Since I feel this way it is not surprising that I have never related to couples at their wedding. Until this time, sort of. I am embarrassed to admit that the couples I related to were the bride’s and groom’s parents (who are my parents’ age). I spent the reception dreaming about what I will say when I give the toast at my son’s wedding or what song I will dance to at my daughter’s wedding. I then became frightened by this sentimental, crazy person I was becoming. I sheepishly admitted these thoughts to Amanda, and she confessed to having the same experience. I felt as if I saw a glimpse of the new parent-me person I have yet to meet. I hope I witnessed him in a moment of weakness and by the time the kid is an adult he is no longer fantasizing about their wedding. A study was recently conducted that claimed men become 2% more politically liberal after having a daughter. I must be having a son.

This experience did help me gain a new perspective, and Amanda and I apologize to our parents for not understanding why they want those “special moments.”

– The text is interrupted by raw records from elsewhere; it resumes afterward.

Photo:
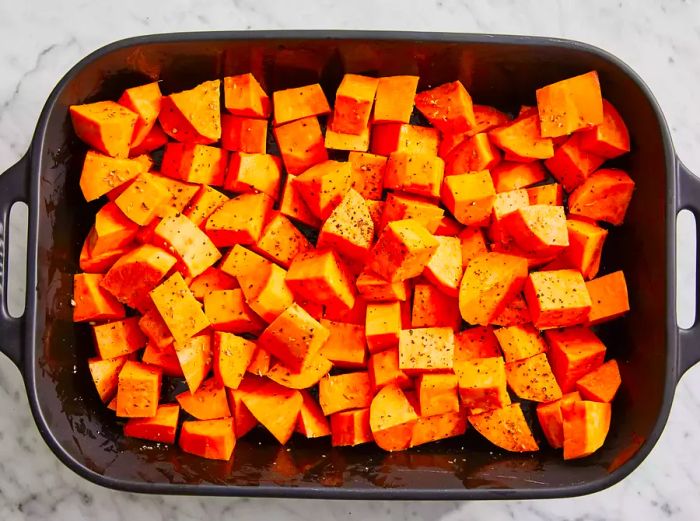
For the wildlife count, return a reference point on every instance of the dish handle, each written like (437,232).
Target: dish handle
(13,188)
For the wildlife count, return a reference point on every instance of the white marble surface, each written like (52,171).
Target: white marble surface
(41,39)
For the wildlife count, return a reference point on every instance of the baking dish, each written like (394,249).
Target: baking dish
(504,71)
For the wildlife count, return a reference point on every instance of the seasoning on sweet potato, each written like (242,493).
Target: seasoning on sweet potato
(193,116)
(400,206)
(346,345)
(350,428)
(180,310)
(391,418)
(105,375)
(118,338)
(557,298)
(294,337)
(112,230)
(586,426)
(344,391)
(136,273)
(604,196)
(105,126)
(427,349)
(208,402)
(571,164)
(92,302)
(437,394)
(448,107)
(585,247)
(321,276)
(394,99)
(243,96)
(211,439)
(349,229)
(402,137)
(569,105)
(573,353)
(239,220)
(609,298)
(472,155)
(138,390)
(419,174)
(301,102)
(490,281)
(102,174)
(160,428)
(546,194)
(469,197)
(301,144)
(438,427)
(242,134)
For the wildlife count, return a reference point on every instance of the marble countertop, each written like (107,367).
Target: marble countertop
(41,39)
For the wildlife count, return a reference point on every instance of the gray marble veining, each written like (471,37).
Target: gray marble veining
(41,39)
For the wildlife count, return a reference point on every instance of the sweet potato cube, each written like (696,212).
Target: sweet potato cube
(557,298)
(482,383)
(609,298)
(346,345)
(112,230)
(419,174)
(92,302)
(293,337)
(437,394)
(427,349)
(367,174)
(403,250)
(179,309)
(211,439)
(520,342)
(243,96)
(105,375)
(604,196)
(448,107)
(118,338)
(189,243)
(321,277)
(101,174)
(394,99)
(241,134)
(383,368)
(105,125)
(254,173)
(404,206)
(194,115)
(391,418)
(585,247)
(138,390)
(569,105)
(240,220)
(506,428)
(469,197)
(353,103)
(350,428)
(400,137)
(573,353)
(472,154)
(301,102)
(490,281)
(301,144)
(323,186)
(161,428)
(227,310)
(586,426)
(344,391)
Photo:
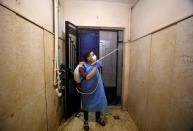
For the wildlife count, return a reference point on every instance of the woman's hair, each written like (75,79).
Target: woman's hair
(86,55)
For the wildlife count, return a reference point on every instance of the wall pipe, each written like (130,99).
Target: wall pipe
(56,70)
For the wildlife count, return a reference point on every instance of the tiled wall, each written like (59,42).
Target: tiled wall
(27,98)
(161,79)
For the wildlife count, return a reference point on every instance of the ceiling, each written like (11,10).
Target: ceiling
(130,2)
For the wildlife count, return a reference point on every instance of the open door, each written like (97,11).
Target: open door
(71,97)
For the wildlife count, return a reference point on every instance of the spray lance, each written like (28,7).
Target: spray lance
(77,75)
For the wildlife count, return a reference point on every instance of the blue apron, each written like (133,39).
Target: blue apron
(97,101)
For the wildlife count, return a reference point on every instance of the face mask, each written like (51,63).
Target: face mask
(94,58)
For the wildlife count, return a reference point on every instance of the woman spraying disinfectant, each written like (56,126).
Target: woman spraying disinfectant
(91,81)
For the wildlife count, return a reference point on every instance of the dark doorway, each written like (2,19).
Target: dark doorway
(71,97)
(101,41)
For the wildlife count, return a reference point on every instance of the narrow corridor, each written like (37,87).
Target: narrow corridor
(116,120)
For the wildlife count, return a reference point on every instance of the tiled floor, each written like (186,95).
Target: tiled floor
(125,123)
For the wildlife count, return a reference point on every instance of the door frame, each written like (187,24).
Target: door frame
(111,29)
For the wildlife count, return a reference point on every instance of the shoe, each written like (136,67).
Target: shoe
(100,121)
(86,126)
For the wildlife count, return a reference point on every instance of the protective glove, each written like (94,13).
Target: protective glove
(98,64)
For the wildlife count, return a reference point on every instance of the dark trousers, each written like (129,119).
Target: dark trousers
(97,115)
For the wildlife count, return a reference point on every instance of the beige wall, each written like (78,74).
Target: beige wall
(161,73)
(27,97)
(38,11)
(150,15)
(98,13)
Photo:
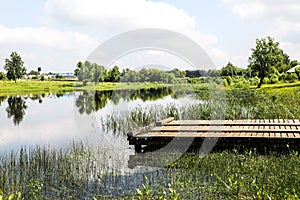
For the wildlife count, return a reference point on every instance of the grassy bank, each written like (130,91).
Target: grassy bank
(77,172)
(35,86)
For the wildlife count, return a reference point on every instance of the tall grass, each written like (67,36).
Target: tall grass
(235,104)
(77,172)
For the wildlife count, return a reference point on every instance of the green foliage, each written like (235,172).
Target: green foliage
(297,71)
(32,72)
(178,73)
(14,67)
(274,79)
(89,72)
(265,56)
(2,76)
(231,70)
(292,77)
(114,74)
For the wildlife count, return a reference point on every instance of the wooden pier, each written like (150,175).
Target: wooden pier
(258,133)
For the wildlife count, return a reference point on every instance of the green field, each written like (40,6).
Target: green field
(78,172)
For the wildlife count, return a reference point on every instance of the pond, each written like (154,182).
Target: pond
(57,120)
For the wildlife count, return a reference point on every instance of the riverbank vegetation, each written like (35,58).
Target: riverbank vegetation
(78,172)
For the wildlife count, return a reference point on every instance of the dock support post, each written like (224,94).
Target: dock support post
(138,148)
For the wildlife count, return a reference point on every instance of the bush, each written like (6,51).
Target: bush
(254,80)
(292,77)
(283,77)
(297,71)
(229,80)
(274,79)
(2,76)
(266,81)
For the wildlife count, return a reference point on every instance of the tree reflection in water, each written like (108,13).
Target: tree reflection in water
(16,109)
(88,102)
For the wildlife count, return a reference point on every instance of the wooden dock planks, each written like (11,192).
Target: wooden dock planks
(251,131)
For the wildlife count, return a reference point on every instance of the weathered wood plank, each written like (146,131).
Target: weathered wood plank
(164,121)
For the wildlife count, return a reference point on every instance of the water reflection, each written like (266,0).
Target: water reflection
(89,101)
(16,109)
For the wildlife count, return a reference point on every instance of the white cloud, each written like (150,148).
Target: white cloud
(254,9)
(265,9)
(45,37)
(54,50)
(118,16)
(279,18)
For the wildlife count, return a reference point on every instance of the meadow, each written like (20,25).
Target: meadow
(79,172)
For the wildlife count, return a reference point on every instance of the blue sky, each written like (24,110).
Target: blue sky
(56,34)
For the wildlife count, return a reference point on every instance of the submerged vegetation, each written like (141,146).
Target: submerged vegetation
(231,104)
(78,172)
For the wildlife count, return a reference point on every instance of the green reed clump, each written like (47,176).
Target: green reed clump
(76,172)
(234,104)
(228,175)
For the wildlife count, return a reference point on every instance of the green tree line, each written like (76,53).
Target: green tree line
(92,72)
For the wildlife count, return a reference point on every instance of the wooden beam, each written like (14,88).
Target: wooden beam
(164,121)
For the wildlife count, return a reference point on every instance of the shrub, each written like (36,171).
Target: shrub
(266,81)
(297,71)
(292,77)
(283,77)
(2,76)
(274,79)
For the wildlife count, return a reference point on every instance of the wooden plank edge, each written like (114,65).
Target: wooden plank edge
(164,121)
(139,131)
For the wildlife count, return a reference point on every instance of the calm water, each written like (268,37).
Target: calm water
(59,119)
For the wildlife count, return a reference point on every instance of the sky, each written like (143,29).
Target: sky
(56,34)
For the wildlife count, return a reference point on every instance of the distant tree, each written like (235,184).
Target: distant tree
(2,76)
(114,74)
(14,67)
(178,73)
(16,109)
(297,71)
(32,72)
(89,72)
(265,55)
(231,70)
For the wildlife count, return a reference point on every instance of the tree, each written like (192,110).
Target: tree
(14,67)
(114,74)
(89,72)
(2,76)
(16,109)
(231,70)
(32,72)
(265,55)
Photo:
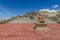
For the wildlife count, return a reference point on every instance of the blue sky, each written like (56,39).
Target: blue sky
(9,8)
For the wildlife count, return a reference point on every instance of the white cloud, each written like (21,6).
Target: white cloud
(55,6)
(4,13)
(48,10)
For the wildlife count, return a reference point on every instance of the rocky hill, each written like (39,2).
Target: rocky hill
(31,17)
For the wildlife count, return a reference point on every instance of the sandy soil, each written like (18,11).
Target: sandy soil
(25,32)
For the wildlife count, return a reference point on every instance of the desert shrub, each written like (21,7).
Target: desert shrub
(53,18)
(58,15)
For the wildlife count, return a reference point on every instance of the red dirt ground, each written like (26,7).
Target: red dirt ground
(25,32)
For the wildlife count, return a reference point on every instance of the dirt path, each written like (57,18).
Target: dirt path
(25,32)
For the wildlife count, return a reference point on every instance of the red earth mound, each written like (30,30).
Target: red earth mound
(25,32)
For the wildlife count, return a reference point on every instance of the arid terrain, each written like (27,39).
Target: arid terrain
(21,27)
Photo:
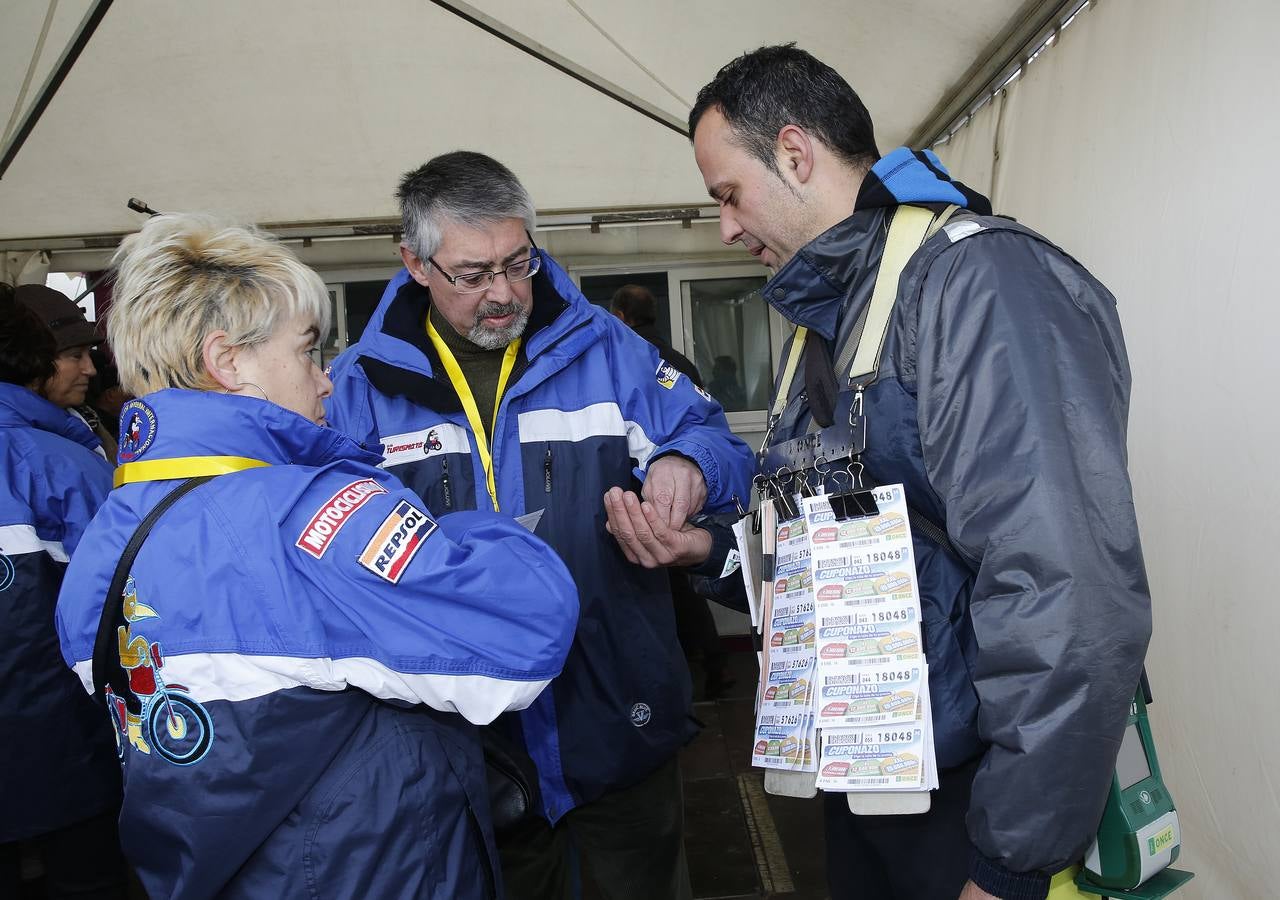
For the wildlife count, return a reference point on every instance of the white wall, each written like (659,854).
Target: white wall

*this topic came up recently when we pulled out our marriage license to make a copy for insurance purposes. We realized that the date of our “wedding” was the same as the first day of the pregnancy – exactly one year later. Maybe the date has more significance than we are allowing.

Sunday, July 19, 2009

Week 27: Second trimester graduation day


The baby’s higher brain functions are becoming more sophisticated. This allows the baby to mark the milestone of leaving the second trimester with reflection, contemplation, and looking toward to the future. “What do I want to do with my life?,” the baby asks itself, and answers “I think someday I would like to eat without involving my naval.” So it begins preparing for nursing using thumb sucking to strengthen its cheek and jaw muscles.

Stats: 9 ½” and 2 lbs.

Thursday, July 16, 2009

Week 26: Let’s dance


The baby continues to become more aware of its surroundings and respond to changes in its environment. Its eyes are now fully formed. Its skin is sensitive to touch. Its pulse quickens as it reacts to sounds, and it can even move in rhythm to music. This is more than its father can do.

The baby is, of course, still growing now measuring approximately 9 ¼” long (head to rump) and weighing almost 2 lbs. It is large enough that you can hear its heartbeat if you place your ear against Amanda’s abdomen.

Tuesday, July 14, 2009

Week in Review: July 6-12

We went to Buffalo . . .
to attend our friends' [this is Jen and Martin] wedding. . .
eat delicious food. . .
and see good friends [this is Jared and Briana].


We also went to Niagara Falls. . .took the Maid of the Mist boat tour. . . wore unflattering ponchos. . .

and illegally fed cherries to a cute, park squirrel.